CoolerMaster MasterLiquid ML240R RGB Review

Kaby Lake Testing

CoolerMaster MasterLiquid  ML240R RGB Review

Kaby Lake Performance and Testing 

The test set up consisted of the following

Intel Kaby Lake i7 7700K 
4.8GHz @ 1.25v, 5.0GHz @ 1.3v
Asus Maximus VIII Ranger
2x8GB Corsair Vengeance LPX Memory 3200MHz
CoolerMaster V650
Corsair Force GT 60GB
Coolermaster MasterCase Pro5 


As was the case with our previous set up, we'll be testing our coolers at varying levels of overclock and increasing levels of voltage. The increase in volts means an increase in heat within the CPU, and it's this heat that the coolers need to dissipate. 
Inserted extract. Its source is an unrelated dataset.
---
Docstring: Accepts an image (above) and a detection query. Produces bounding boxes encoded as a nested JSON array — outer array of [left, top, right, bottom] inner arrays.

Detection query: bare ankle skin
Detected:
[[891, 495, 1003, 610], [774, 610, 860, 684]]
Continuity is very important in testing, and for this reason we keep as many of the potential variables as locked down as possible.  We will be using OCCT in Linpack X64, AVX compatible with all logical cores tested and 90% free memory utilised. The test is set up to run automatically with just a few clicks to set it going.  A 10 minute idle followed by 30 minutes of testing and a 5 minute cool down is the order of the day and brings the total test time per clock speed to 45 minutes.  So as to remove subjectivity in determining whether a CPU has failed, OCCT is set to stop the test and register a fail should the max temp exceed 80 degrees.  As with the socket 2011, in testing we noted that if even just one of the cores exceeds 82 degrees OCCT halts the test and a fail is recorded.



Having had a fiddle with the volts we achieve a nice stable 4.8GHz overclock at 1.25 Volts (stock for most boards).  This level of overclock is going to give us a pretty good idea of how well coolers will perform when under a bit of stress.  We'd expect everything to make it through, however some may come close to the automatic 80 degree cut off wire.   

CoolerMaster MasterLiquid  ML240R RGB Review  




A bump to 1.3v saw us achieve a solid 5.0GHz Overclock. Only the very best coolers are going to perform well with this amount of heat being pumped into them, and even then, some of them will be close to the automatic cut off point. 5.0GHz might not seem like a huge increase on 4.8GHz, but the additional heat generated by that seemingly small bump in core voltage does seem to challenge the coolers that bit more, and so as before it's here we start to separate the men from the boys, as lesser coolers may not able to disperse the increased heat effectively. Only the cream of the crop will excel at this level.